New Orleans undergoing challenging recovery

New Orleans undergoing challenging recovery
August 13, 2009
by Curtis Wackerle
Aspen Daily News

ome good news is beginning to emerge out of New Orleans as rebuilding moves along four years after Hurricane Katrina, but the city and surrounding environs are still plagued by questions about levies and housing, a panel of New Orleans experts said at an event put on by a New Orleans advocacy group.

The good news is that the city is presenting a “model of resiliency” in how it is pulling itself back up in the wake of the most expensive disaster in U.S. history, said comedian and New Orleans resident Harry Shearer, who was the voice of many characters on “The Simpsons” television show.
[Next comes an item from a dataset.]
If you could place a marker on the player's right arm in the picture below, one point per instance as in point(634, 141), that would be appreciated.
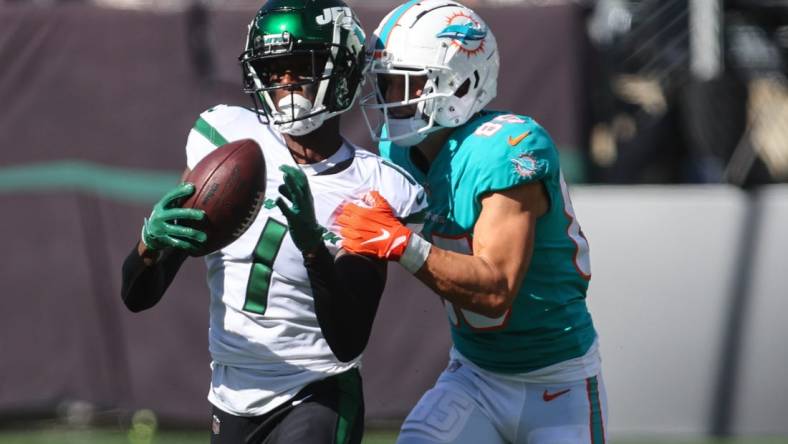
point(346, 289)
point(163, 247)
Shearer and eight other panelists, plus moderator and Aspen Institute president Walter Isaacson, were part of the event entitled “Housing, Education and Health in New Orleans Today,” presented by the nonprofit group Friends of New Orleans, of which Isaacson is a founding board member.

As New Orleans transforms its schools and health care institutions, it could become a national model, other panelists said.

“Public education reform is part of the silver lining of the Katrina cloud,” said Tony Recasner of New Schools New Orleans, which works to support effective charter schools. The city had one of the nation’s worst public school systems, but in the wake of Katrina, neighborhoods have been taking their schools back, Recasner said. Sixty percent of the city’s children now attend a charter school, which is an independently operated public school, and test scores have been on the rise, Recasner said.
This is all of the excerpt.